The Worst Hard Time: The Untold Story of Those Who Survived the Great American Dust Bowl

Timothy Egan
Apr 10, 2014

Weather—a fact of nature we all live with. The extremes of this past winter are a hot topic from the news to neighborly conversations. But rarely does weather become such a dominating life force as it did for almost a decade from 1931 to 1939 in the southwest plains—the Dust Bowl. In The Worst Hard Time Pulitzer Prize winner Timothy Egan takes us back to a time we think we know and delves so deeply that we come away with a new respect for the people who lived through the “dirty thirties.”

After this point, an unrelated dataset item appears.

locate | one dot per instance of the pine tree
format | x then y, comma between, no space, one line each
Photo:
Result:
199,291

He begins with a history of the area that covers the Texas and Oklahoma panhandles, western Colorado and western Kansas. This bowl-shaped area of semi-arid land was first inhabited by Native Americans, who were evicted, and then opened to homesteaders who were convinced by both the government and the railroad companies that this almost dessert could sustain farming. This sad account shows how wrong they were. Government policies, world political events and fool-hearty agricultural practices—all man-made mistakes—came together to face the uncontrolled element: weather.

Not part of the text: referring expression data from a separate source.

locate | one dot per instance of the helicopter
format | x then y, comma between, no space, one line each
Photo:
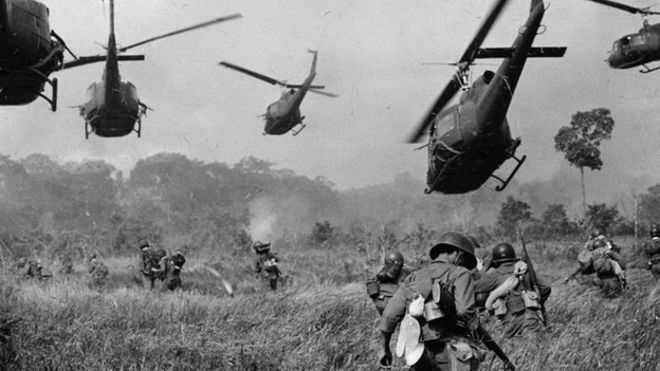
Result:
636,49
29,52
284,115
471,139
114,109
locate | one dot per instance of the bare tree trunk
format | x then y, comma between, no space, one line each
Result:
584,194
636,224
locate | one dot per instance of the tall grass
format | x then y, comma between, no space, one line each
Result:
321,320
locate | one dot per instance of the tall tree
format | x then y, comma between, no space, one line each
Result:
580,141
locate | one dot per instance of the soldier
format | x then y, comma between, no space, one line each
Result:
171,270
595,236
516,300
609,267
149,259
381,288
652,250
98,271
266,264
36,270
435,304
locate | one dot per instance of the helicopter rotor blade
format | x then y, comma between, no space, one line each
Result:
624,7
450,90
195,27
298,86
259,76
478,39
463,64
327,94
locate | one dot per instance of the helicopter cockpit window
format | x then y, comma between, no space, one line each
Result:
637,40
446,127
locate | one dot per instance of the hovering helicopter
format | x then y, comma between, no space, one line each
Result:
470,140
636,49
29,52
113,109
284,115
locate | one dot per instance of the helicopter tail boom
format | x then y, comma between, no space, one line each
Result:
535,52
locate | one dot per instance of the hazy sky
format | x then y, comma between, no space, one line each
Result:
370,52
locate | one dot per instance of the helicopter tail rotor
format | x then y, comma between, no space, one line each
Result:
327,94
627,8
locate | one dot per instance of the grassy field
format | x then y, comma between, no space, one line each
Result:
321,319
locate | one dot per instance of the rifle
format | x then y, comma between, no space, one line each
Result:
488,341
577,271
532,276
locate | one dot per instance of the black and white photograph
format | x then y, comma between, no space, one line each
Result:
277,185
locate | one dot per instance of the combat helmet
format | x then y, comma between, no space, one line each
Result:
655,231
144,244
457,241
600,243
391,268
474,241
503,253
260,247
160,253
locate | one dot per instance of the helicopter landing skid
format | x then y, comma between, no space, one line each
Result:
53,99
302,126
505,183
648,70
296,132
139,128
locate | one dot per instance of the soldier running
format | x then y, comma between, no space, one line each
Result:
266,264
98,271
652,250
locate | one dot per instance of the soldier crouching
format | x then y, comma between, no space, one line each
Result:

Egan makes the event personal by tracing the lives of several of the families who endured year after year of dust storms that made day as black as night, lost their children's lives to dust pneumonia, and their crops, animals and land to mountains of grit. His descriptions of the homes filled with dirt, filtering through every crack, makes you realize how much we take cleanliness for granted! And while some despaired, most proudly hung on. With little proof, they thought it had to be better next year.

The Worst Hard Time complements the Ken Burns PBS documentary "The Dust Bowl" which visually captures the era with actual footage and interviews of a time that is still painfully fresh to those who survived. While The Grapes of Wrath recounts the haunting tale of those who left the dust bowl, The Worst Hard Time honors  the majority of the people who stayed and endured the wind, the poverty and the hopelessness to emerge with a legacy of survival.